The Design and Implementation of a Broadly Applicable Algorithm for Optimizing Intra-Day Surgical Scheduling (2203.08146v1)

Abstract: Surgical scheduling optimization is an active area of research. However, few algorithms to optimize surgical scheduling are implemented and see sustained use. An algorithm is more likely to be implemented, if it allows for surgeon autonomy, i.e., requires only limited scheduling centralization, and functions in the limited technical infrastructure of widely used electronic medical records (EMRs). In order for an algorithm to see sustained use, it must be compatible with changes to hospital capacity, patient volumes, and scheduling practices. To meet these objectives, we developed the BEDS (better elective day of surgery) algorithm, a greedy heuristic for smoothing unit-specific surgical admissions across days. We implemented BEDS in the EMR of a large pediatric academic medical center. The use of BEDS was associated with a reduction in the variability in the number of admissions. BEDS is freely available as a dashboard in Tableau, a commercial software used by numerous hospitals. BEDS is readily implementable with the limited tools available to most hospitals, does not require reductions to surgeon autonomy or centralized scheduling, and is compatible with changes to hospital capacity or patient volumes. We present a general algorithmic framework from which BEDS is derived based on a particular choice of objectives and constraints. We argue that algorithms generated by this framework retain many of the desirable characteristics of BEDS while being compatible with a wide range of objectives and constraints.

• The paper introduces the greedy BEDS algorithm that integrates with existing electronic medical records and preserves surgeon autonomy.
• It employs routinely collected data to minimize the variability in daily elective surgical admissions.
• Discrete event simulation validation demonstrated a significant reduction in admission variance, enhancing operational efficiency.

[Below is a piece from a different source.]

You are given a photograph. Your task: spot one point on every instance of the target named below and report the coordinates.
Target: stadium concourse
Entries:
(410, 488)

The paper, "The Design and Implementation of a Broadly Applicable Algorithm for Optimizing Intra-Day Surgical Scheduling," presents an algorithm–termed the BEDS (Better Elective Day of Surgery) algorithm–aimed at optimizing surgical scheduling to smooth the variability in daily surgical admissions. BEDS is a greedy heuristic designed to aid hospitals in scheduling elective surgeries while retaining surgeon autonomy and leveraging pre-existing electronic medical record (EMR) infrastructure.

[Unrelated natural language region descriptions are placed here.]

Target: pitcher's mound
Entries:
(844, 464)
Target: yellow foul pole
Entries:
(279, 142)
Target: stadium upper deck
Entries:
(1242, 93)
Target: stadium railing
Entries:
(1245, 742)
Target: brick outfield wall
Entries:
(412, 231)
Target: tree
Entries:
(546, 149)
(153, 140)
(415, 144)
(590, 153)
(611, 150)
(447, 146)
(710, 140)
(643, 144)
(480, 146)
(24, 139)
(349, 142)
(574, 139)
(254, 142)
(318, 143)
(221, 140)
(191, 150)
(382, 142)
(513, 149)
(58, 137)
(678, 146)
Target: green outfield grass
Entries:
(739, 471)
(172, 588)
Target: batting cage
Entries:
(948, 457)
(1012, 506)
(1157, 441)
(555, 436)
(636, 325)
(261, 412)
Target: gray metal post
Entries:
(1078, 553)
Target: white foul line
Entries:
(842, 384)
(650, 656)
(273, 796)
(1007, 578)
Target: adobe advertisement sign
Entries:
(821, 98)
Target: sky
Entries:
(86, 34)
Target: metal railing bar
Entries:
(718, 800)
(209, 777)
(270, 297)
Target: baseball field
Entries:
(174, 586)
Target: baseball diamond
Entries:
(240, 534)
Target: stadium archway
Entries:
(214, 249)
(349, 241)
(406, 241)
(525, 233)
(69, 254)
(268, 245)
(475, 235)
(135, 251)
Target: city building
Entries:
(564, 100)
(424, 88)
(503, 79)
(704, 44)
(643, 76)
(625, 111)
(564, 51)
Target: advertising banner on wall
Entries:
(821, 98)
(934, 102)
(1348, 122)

Key Objectives and Features of BEDS:

1. Compatibility with Existing Workflows: The algorithm integrates seamlessly into conventional surgical scheduling processes, requiring minimal changes in standard operations.
2. Implementation in Constrained Environments: BEDS is implementable with limited computational resources and operates within the functionality of commonly used EMRs like EPIC and Cerner.
3. Autonomy Preservation: It is designed to work without necessitating reductions in surgeon autonomy or centralized scheduling, allowing flexibility in surgeon decisions and preferences.
4. Adoption and Flexibility: The algorithm is robust to fluctuations in demand, changes in hospital capacity, and overhauls in operations.
5. Availability: BEDS is freely accessible for use through Tableau, emphasizing its ready deployability in various hospital settings.

Methodology and Implementation:

• BEDS uses routinely collected data such as procedure duration, surgeon availability, patient availability, and post-operative unit capacity. The goal is to minimize daily variance in hospital admissions by using a simple heuristic that schedules surgeries on days predicted to have lower bed occupancy.
• The model retains adaptability, allowing for modifications in the recommendation logic to fit specific institutional needs by adjusting the objective function based on local objectives and constraints.

Experimental Validation:

• Prior to full adoption, the BEDS algorithm was validated using a discrete event simulation model. Historical data from the Lucile Packard Stanford Children's Hospital was used, demonstrating a significant reduction in variability of daily surgical admissions post-implementation.

Initial Results:

• The implementation of BEDS in a Stanford children's hospital led to measurable improvements, with a significant reduction in the variability of elective surgical admissions compared to corresponding historical periods. For example, the coefficient of variation of daily elective admissions in post-operative units saw reductions, making post-surgical resource planning more predictable and efficient.

Conclusion:

The paper concludes that BEDS offers a pragmatic solution to scheduling challenges faced by hospitals by reducing variability in surgical admissions and aligning with real-world clinician practices and patient needs. This approach can potentially serve as a benchmark for more complex algorithmic solutions in operating room and bed demand management while maintaining operational simplicity and practitioner autonomy. BEDS is ready for deployment and offers a straightforward implementation pathway for institutions aiming to enhance their surgical scheduling efficiencies.